On it's own PA has already proven that it works - even in humans, where it doubled the lean mass gains triggered albeit non-significant reductions in body fat at 50% of the dosage used in the study at hand. So, if anything, we may use this study to argue that adding PA to whey could be useless.

The lack of data on the net protein accrual is directly related to another problem Mobley et al. call the "limited post-feeding time point interrogation" and mean that you cannot tell what happens in days / weeks by measuring protein synthesis for a very short period at a "random" point after the ingestion of a supplement.
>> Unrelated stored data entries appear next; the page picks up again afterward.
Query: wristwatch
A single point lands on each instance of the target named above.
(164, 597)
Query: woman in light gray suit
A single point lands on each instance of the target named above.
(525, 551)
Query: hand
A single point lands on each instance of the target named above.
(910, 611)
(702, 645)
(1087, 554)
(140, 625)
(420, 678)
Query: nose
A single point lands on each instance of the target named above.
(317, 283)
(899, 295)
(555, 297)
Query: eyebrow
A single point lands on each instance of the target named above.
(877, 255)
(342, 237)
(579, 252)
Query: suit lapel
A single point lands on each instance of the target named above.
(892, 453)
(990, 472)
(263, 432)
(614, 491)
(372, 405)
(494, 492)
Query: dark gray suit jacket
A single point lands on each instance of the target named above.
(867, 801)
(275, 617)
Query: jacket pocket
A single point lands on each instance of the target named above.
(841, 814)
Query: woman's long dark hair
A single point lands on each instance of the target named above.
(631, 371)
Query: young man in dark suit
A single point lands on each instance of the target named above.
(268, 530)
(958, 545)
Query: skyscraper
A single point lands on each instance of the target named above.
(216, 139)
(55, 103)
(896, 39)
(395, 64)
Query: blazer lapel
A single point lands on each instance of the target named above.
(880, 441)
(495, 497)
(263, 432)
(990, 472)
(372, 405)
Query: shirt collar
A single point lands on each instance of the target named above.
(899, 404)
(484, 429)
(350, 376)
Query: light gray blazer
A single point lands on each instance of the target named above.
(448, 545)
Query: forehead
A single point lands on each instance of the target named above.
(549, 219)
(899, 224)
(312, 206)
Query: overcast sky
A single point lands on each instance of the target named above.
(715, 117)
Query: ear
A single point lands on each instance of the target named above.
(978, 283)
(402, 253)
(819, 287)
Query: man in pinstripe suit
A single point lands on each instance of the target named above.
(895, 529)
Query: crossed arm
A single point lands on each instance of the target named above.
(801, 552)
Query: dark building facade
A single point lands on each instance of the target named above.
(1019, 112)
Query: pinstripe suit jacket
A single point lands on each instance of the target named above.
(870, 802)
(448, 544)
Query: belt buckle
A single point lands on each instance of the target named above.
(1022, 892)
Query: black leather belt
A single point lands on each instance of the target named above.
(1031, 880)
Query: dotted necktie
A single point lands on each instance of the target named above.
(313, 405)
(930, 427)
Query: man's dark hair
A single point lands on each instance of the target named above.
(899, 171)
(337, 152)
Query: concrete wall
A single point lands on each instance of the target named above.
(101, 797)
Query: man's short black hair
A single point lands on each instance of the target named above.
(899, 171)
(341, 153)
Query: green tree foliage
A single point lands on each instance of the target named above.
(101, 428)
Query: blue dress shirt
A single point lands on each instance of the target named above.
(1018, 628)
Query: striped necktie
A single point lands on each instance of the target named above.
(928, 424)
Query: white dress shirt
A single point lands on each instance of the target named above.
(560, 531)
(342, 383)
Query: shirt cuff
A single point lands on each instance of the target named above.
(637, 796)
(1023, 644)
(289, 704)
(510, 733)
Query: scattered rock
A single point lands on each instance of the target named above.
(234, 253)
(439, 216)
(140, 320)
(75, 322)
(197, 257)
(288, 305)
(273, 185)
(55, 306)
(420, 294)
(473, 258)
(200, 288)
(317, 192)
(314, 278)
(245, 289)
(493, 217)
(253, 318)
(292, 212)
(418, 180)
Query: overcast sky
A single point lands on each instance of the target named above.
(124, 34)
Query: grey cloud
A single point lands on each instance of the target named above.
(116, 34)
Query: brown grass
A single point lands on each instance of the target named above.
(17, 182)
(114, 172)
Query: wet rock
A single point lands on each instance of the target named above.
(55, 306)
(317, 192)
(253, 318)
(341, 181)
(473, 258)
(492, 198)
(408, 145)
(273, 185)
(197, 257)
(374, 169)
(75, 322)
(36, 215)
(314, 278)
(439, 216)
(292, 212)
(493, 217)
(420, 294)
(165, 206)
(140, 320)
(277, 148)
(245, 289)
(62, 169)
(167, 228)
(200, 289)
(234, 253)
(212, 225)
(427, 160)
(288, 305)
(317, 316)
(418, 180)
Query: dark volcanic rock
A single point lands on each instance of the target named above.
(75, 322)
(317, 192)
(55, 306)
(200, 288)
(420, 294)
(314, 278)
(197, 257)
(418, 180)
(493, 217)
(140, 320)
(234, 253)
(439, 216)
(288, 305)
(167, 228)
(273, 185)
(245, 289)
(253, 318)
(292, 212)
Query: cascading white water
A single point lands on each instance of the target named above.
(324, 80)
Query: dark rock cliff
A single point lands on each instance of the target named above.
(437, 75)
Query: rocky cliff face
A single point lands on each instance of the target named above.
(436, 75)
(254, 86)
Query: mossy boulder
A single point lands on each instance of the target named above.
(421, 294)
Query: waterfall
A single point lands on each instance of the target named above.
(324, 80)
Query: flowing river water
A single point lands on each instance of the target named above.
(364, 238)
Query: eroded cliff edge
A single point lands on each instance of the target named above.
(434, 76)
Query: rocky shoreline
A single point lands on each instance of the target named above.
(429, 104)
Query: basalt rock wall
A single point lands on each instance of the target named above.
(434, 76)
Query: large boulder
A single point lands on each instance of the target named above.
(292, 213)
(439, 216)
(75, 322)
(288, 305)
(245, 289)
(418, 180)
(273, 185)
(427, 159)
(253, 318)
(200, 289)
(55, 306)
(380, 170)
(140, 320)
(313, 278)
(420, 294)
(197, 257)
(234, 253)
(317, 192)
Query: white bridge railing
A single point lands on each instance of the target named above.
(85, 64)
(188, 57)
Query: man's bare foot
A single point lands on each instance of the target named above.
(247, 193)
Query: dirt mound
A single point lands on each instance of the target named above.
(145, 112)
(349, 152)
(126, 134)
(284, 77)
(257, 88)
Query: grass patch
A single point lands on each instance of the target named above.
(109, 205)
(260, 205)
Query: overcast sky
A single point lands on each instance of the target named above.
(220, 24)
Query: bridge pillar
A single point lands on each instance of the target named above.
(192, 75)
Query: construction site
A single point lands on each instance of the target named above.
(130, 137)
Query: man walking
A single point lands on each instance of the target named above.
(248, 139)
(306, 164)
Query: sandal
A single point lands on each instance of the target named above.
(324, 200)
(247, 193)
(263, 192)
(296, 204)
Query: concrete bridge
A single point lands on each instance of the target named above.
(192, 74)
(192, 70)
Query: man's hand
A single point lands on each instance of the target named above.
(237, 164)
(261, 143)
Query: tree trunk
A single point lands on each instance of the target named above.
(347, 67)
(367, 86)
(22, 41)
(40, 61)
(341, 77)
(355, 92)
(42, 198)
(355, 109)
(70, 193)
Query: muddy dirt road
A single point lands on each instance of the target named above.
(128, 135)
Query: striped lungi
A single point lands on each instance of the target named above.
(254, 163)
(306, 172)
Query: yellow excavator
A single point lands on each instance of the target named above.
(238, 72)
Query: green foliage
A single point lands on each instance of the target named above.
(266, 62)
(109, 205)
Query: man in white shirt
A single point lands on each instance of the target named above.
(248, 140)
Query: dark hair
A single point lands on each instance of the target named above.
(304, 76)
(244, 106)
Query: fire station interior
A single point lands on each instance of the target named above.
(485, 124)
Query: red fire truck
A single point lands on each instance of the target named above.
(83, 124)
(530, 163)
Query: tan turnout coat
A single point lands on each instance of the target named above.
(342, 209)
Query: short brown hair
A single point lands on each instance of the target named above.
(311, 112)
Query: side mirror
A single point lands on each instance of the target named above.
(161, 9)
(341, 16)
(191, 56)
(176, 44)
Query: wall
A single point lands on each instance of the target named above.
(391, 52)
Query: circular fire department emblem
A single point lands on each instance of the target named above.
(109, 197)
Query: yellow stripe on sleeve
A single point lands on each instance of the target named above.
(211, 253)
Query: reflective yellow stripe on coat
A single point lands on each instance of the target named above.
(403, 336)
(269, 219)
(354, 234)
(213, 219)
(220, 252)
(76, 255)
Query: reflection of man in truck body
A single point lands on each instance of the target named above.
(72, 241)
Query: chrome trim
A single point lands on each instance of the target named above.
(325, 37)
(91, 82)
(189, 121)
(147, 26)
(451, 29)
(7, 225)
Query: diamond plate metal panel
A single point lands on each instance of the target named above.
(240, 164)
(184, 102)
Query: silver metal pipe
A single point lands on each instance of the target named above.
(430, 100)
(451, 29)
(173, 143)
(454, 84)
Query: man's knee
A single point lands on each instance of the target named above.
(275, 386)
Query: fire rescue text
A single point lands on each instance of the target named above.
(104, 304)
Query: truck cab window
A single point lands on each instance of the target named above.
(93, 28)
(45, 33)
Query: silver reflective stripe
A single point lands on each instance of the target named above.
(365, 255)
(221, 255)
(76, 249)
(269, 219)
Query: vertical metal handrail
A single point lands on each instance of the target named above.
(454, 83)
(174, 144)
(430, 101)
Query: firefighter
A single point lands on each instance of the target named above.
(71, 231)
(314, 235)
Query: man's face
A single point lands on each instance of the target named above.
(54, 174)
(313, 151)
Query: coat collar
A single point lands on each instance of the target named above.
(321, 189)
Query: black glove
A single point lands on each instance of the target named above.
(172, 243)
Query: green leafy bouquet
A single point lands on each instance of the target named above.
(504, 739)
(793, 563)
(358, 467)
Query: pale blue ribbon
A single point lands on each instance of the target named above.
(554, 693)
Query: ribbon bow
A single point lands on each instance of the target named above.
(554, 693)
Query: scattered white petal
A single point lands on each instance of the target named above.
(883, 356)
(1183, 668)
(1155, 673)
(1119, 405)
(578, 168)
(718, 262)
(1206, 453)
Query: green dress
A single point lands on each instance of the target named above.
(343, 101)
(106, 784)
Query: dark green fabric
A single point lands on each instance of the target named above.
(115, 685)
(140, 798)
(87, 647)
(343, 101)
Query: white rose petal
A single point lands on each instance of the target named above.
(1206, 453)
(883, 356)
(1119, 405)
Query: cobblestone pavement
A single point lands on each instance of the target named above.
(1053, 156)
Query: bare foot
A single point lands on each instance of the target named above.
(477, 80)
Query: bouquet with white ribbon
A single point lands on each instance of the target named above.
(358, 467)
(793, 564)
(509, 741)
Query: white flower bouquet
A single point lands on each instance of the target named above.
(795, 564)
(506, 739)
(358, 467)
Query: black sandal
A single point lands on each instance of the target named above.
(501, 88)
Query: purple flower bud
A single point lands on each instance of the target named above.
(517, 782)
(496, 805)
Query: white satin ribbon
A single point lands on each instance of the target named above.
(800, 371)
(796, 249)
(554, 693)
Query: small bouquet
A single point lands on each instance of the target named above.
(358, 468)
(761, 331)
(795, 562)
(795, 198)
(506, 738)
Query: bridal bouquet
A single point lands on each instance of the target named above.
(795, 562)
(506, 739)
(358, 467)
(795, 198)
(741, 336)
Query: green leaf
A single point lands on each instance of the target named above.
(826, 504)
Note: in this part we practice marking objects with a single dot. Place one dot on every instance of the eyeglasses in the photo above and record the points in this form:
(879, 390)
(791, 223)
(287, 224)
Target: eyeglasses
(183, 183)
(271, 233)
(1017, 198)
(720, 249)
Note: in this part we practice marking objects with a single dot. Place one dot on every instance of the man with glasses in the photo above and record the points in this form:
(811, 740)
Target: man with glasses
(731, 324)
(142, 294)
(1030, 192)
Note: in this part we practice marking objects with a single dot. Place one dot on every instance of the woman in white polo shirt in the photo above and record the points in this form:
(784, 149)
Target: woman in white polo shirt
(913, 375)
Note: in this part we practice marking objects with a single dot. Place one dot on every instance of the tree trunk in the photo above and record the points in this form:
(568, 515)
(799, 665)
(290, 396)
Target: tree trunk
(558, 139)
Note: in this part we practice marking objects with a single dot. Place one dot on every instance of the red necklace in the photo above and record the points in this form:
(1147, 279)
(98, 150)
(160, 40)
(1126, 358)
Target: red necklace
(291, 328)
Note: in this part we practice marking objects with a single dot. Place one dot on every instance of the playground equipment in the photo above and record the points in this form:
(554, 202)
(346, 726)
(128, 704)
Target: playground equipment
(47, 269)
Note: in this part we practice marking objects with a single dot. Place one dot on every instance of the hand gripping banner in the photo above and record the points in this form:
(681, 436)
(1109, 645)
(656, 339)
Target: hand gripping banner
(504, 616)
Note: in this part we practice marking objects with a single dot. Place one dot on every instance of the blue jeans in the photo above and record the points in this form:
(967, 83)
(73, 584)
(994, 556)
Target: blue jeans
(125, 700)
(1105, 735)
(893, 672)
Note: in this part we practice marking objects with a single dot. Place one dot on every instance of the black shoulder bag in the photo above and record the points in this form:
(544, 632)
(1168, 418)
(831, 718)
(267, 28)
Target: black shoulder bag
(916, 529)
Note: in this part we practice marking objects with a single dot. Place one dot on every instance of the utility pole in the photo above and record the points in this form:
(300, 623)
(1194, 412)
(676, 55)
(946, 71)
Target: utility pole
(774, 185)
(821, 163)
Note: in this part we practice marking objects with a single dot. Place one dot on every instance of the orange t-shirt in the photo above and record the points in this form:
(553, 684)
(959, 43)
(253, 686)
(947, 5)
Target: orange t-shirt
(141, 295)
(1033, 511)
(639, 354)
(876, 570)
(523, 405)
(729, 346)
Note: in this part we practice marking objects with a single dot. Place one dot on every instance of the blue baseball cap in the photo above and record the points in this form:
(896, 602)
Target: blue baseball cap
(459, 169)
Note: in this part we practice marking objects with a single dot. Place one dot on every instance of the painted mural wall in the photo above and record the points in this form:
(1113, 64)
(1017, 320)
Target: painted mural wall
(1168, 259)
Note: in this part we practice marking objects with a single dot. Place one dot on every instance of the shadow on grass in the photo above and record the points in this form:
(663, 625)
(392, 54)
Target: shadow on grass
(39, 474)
Since we (b) also don't have data on the intramuscular PA levels and are (c) lacking data on different dosages of PA and/or WPC dosages as well as an exercise group (which could be a game changer), the only thing we can tell for sure is that future long-term human studies with relevant outcome markers, i.e. strength and muscle gains, as well as a resistance training component are needed before we can safely conclude that PA joins the ranks of the dozens of supplemental non-starters that have been celebrated in the absence of relevant scientific evidence as "the next best thing" in the past decades | Comment!

References:

• Burd, Nicholas A., et al. "Greater stimulation of myofibrillar protein synthesis with ingestion of whey protein isolate v. micellar casein at rest and after resistance exercise in elderly men." British Journal of Nutrition 108.06 (2012): 958-962.
• Hawke, Thomas J., Nan Jiang, and Daniel J. Garry. "Absence of p21CIP rescues myogenic progenitor cell proliferative and regenerative capacity in Foxk1 null mice." Journal of Biological Chemistry 278.6 (2003a): 4015-4020.
• Hawke, Thomas J., et al. "p21 is essential for normal myogenic progenitor cell function in regenerating skeletal muscle." American Journal of Physiology-Cell Physiology 285.5 (2003b): C1019-C1027.
• Mobley, C. Brooks, et al. "Effects of oral phosphatidic acid feeding with or without whey protein on muscle protein synthesis and anabolic signaling in rodent skeletal muscle." Journal of the International Society of Sports Nutrition 12.1 (2015): 32.